Führende Anbieter bieten Offenheit bei ihren Produkten, um Testingenieuren einen günstigeren Ausgangspunkt bieten zu können. Dadurch können sich Ingenieure statt auf Implementierungsdetails wie dem Schalten von Lasten, Instrumenten und so weiter auf die Softwareentwicklung konzentrieren. Wie bereits erwähnt, orientieren sie sich an Abstraktionsebenen, Frameworks, Kompatibilität mit unternehmensspezifischen Tools usw.

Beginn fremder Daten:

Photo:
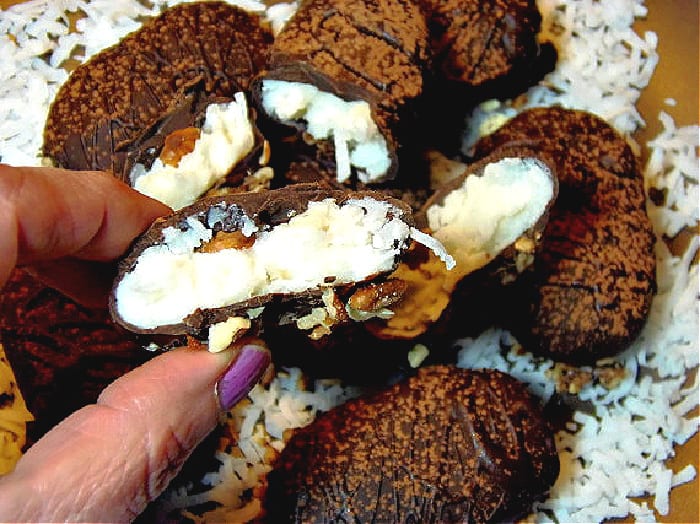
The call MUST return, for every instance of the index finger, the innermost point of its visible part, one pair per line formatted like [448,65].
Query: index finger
[50,213]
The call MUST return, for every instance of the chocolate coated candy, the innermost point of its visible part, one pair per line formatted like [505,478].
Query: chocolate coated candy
[374,51]
[291,281]
[448,445]
[479,41]
[594,279]
[201,49]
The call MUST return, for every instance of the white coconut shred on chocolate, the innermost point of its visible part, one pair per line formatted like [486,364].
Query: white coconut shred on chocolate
[356,138]
[348,243]
[633,428]
[225,139]
[487,213]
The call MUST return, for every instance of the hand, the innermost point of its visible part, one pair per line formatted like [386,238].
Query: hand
[106,461]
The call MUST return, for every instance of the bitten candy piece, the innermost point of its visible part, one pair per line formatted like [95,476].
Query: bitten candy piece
[592,285]
[344,74]
[313,255]
[165,109]
[490,219]
[448,445]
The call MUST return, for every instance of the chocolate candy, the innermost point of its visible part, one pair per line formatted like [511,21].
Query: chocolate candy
[479,41]
[344,74]
[120,106]
[490,219]
[448,445]
[591,290]
[309,253]
[63,354]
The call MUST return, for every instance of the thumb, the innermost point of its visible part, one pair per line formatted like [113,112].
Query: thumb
[108,460]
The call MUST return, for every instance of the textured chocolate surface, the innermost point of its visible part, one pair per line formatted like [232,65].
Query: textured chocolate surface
[448,445]
[266,209]
[375,51]
[591,290]
[118,98]
[62,354]
[479,41]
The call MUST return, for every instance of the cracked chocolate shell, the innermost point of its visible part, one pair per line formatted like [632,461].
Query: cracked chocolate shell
[490,220]
[343,75]
[592,285]
[448,445]
[166,108]
[306,252]
[63,354]
[479,41]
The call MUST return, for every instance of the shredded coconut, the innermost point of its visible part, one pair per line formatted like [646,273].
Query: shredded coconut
[608,456]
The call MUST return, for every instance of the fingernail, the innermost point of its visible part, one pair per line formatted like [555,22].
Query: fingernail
[242,374]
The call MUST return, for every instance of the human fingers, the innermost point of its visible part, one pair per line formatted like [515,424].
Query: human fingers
[108,460]
[50,213]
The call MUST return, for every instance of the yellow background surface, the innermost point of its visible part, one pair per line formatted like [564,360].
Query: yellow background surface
[676,23]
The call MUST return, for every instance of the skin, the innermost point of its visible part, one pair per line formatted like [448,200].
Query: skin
[106,461]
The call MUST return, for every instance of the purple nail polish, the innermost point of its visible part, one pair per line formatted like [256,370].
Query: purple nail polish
[241,375]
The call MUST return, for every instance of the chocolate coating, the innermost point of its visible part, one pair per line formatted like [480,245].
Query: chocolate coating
[63,355]
[119,98]
[477,41]
[591,290]
[447,445]
[266,209]
[375,51]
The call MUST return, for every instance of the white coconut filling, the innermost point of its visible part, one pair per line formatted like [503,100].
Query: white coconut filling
[325,245]
[225,139]
[356,138]
[487,213]
[222,334]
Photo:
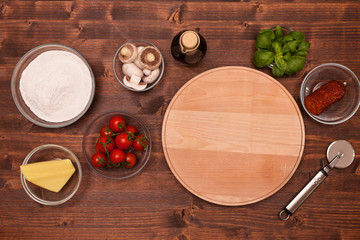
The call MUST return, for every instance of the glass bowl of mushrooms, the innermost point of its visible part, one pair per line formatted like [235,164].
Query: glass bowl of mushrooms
[138,65]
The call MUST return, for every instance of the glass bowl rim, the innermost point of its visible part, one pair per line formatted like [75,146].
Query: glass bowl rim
[152,84]
[119,112]
[305,81]
[40,200]
[51,124]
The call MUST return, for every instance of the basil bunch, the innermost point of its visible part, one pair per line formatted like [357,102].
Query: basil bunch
[288,52]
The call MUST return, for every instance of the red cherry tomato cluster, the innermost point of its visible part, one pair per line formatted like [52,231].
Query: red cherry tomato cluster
[116,143]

Abbildung 6: Eine höhere Integrationsebene unterstützt Testingenieure dabei, sich auf eine Differenzierung mittels Software zu konzentrieren, anstatt Zeit auf die Systemkonfiguration, Beschaffung und Schaltung zu verwenden.

Fazit

First-Tier-Lieferanten können verschiedene Ansätze verfolgen, um der Vielfalt der Herausforderungen rund um die Erstellung von ECU-Produktionstestsystemen zu begegnen. Dabei ist kein Ansatz grundsätzlich besser als die anderen; vielmehr sollten Unternehmen jeden Ansatz aus der Perspektive des spezifischen Projekts betrachten.

Ein Faktor, der bei der Entwicklung dieser Testsysteme immer dringlicher wird, ist die Notwendigkeit, sich abzuheben, um die Nutzenwahrnehmung zu steigern und Produktionstests zu einem Wettbewerbsvorteil zu machen. Dies kann über Software und ausgewählte Partner und Anbieter erreicht werden. Diese Kombination bietet First-Tier-Testingenieuren und Testingenieuren anderer Unternehmen einen günstigeren Ausgangspunkt für die Entwicklung von Testsystemen sowie die Möglichkeit, sich an Funktionen zu orientieren, die den Nutzen steigern oder ihre Entwicklung schützen: das elektronische Steuergerät, die eingesetzte Testsoftware und die Integration mit Fertigungspartnern.

Produktionstests müssen nicht zwangsläufig ein Kostenverursacher sein. Sie können auch einen Vorteil bieten. Durch eine Veränderung der Wahrnehmung können sich First-Tier-Testingenieure auf ihre Stärken konzentrieren, einschließlich starker Partnerschaften mit den richtigen Anbietern, die ihre Vision teilen.